Roselyne Bachelot, sa famille fragilisée : « Ils n’encaissent que la souffrance et les coups »

Roselyne Bachelot a accepté de revenir en politique en juillet dernier, assumant le poste de ministre de la Culture. Des nouvelles fonctions au coeur du pouvoir, qui ne sont pas sans conséquences pour ses proches.

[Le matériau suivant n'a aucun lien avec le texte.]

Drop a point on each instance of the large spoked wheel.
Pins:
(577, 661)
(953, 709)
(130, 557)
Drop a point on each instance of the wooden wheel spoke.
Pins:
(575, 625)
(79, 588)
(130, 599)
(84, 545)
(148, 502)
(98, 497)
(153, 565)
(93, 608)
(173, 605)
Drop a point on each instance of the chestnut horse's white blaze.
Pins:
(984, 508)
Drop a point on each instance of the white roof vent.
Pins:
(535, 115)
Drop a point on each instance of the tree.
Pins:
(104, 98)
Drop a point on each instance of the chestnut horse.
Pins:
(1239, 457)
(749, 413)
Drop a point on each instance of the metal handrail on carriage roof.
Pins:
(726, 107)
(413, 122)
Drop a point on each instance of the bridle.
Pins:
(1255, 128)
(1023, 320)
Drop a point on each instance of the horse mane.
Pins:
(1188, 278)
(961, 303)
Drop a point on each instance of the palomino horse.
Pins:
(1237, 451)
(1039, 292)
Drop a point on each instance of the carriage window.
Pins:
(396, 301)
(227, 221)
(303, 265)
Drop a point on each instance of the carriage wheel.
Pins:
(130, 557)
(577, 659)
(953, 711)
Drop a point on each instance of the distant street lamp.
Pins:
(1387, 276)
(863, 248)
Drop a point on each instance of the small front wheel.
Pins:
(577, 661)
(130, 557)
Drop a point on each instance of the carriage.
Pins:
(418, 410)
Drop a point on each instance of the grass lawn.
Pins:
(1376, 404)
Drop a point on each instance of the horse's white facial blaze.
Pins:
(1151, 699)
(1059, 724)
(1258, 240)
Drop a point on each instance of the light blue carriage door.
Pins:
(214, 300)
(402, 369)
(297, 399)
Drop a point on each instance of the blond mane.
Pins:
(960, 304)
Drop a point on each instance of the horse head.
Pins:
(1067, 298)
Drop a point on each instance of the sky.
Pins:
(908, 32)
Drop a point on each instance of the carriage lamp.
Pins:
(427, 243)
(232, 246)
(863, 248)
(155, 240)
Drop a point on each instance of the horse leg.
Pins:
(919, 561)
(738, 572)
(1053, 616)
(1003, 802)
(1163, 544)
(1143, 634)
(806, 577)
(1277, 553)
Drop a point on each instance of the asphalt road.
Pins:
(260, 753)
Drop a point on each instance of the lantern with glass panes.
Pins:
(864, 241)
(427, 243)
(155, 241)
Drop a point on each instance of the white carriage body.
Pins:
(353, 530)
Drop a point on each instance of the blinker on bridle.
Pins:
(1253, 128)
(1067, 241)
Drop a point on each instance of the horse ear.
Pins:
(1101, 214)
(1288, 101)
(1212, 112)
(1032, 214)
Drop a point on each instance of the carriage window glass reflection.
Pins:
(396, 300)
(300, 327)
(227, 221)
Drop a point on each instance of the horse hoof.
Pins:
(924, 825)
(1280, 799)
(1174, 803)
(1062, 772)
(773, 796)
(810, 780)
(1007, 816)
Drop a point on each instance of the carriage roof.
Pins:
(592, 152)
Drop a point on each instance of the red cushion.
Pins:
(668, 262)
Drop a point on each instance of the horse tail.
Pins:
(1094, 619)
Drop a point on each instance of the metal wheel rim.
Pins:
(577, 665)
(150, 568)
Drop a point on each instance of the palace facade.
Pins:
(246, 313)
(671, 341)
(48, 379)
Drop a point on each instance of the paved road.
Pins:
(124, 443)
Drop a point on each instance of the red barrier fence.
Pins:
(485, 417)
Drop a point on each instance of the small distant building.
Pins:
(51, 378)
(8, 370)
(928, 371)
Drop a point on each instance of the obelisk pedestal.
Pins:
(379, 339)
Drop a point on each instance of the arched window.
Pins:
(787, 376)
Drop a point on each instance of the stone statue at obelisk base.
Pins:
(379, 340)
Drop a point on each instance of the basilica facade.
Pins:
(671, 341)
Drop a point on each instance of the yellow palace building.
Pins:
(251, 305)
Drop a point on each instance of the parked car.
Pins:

Roselyne Bachelot a dû réfléchir à deux fois avant d’accepter la proposition de Jean Castex. Passionnée par la Culture, elle n’a pu dire non à ce ministère qui l’a faisait rêver et l’opportunité de s’asseoir dans le siège d’André Malraux. “La politique apporte beaucoup de choc et de satisfaction” confie Roselyne Bachelot dans les colonnes du magazine Elle en kiosques ce vendredi 27 novembre, “ce que je fais aujourd’hui est extrêmement dur. Mais je suis au coeur du pouvoir, à mener des combats, à entraîner des gens avec moi, c’est très valorisant et excitant”.

Un nouveau challenge qui a aussi son lot de désagréments. Sa famille s’est montrée un brin réticente, à commencer par son fils Pierre, qui n’a pas franchement vu d’un bon oeil cette nouvelle nomination. “Mes proches eux, n’encaissent que la souffrance et les coups. Ils sont sans défense. Je comprends mon fils, mais il s’est vite repris. Après ‘oh non’, il m’a dit : ‘tu as raison’, explique-t-elle. Les réticences de son fils Pierre, la ministre de la Culture peut les comprendre. Plus jeune, il a beaucoup souffert de la notoriété de sa mère lors de sa scolarité.Il a été martyrisé à l’école, à travers des propos et des gestes”, avait-elle fait savoir dans les colonnes de Télé-Loisirs en 2019. Et la ministre de la rue de Valois de se remémorer avec douleur ce qu’avait dû endurer son fils à l’époque : Nous avons été obligés de le retirer d’une école à cause d’un professeur qui le battait parce que c’était mon fils”.

Dans les pas de sa mère

Aujourd’hui Pierre a changé d’avis, et surtout bien grandi. Le fils de Roselyne Bachelot est également mieux armé, puisqu’il s’est lui même frotté à la politique dans l’ombre de sa célèbre mère. Assistant parlementaire de 1992 à 2002, il est ensuite devenu collaborateur au sein du ministère de l’Ecologie puis de la Santé. En 2010, il accède au poste de directeur de l’institut national de prévention et d’éducation pour la santé. Un beau parcours pour un homme très discret, résolument dans l’ombre quand sa mère est habituée à prendre la lumière.